I'm sure you used to be able to alter the font size in your signature but now it says BB font size not allowed. Is it possible to allow it?


----------



## Shaun (27 Jan 2010)

I changed it recently along with some of the sig rules so that the maximum size was the same as the post message text.

What size did you want to use?


----------



## Crackle (27 Jan 2010)

Oh I understand now. I wanted to use one size lower to distinguish it from the text.


----------



## wafflycat (27 Jan 2010)

^ me too...

Edit: forgot to add: please.

_*slaps own wrists for such impoliteness*_


----------



## Shaun (27 Jan 2010)

I'd expect you to still be able to use a _smaller_ size. Isn't there a drop-down with the font size?


----------



## Davidc (27 Jan 2010)

I couldn't find one so changed to a font which came out smaller.


----------



## Crackle (27 Jan 2010)

Don't think so. I clicked everything twice but couldn't see one. That doesn't mean there isn't though.


----------



## Shaun (27 Jan 2010)

Okay, I'll have a look at it later ...


----------



## 661-Pete (27 Jan 2010)

Yes there seems to be a bug.

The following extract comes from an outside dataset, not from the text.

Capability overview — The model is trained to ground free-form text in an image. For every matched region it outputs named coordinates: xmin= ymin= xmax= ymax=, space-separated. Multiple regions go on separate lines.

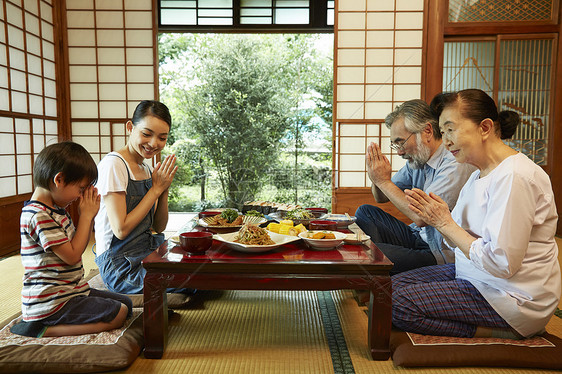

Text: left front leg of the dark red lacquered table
xmin=143 ymin=273 xmax=168 ymax=358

I went to my profile, then 'edit signature', then went to preview what I'd already got _without making any changes_. It didn't like the [size="1"]....[/size] tags in the existing sig. - even though they are already in place and work perfectly well on existing posts.

So it looks like I can't change my signature any more if I want to keep the size tags.

HTH.


----------



## Shaun (28 Jan 2010)

Okay, modified and fixed.

The drop-down now appears and you can use the [ FONT ] BB code.

Maximum size allowed is 3 _(although it still shows up to 7 on the drop down)_

Cheers,
Shaun


----------



## Crackle (28 Jan 2010)

Thank you Shaun, very much appreciated.


----------



## wafflycat (28 Jan 2010)

Ta, for fixing it Shaun!


----------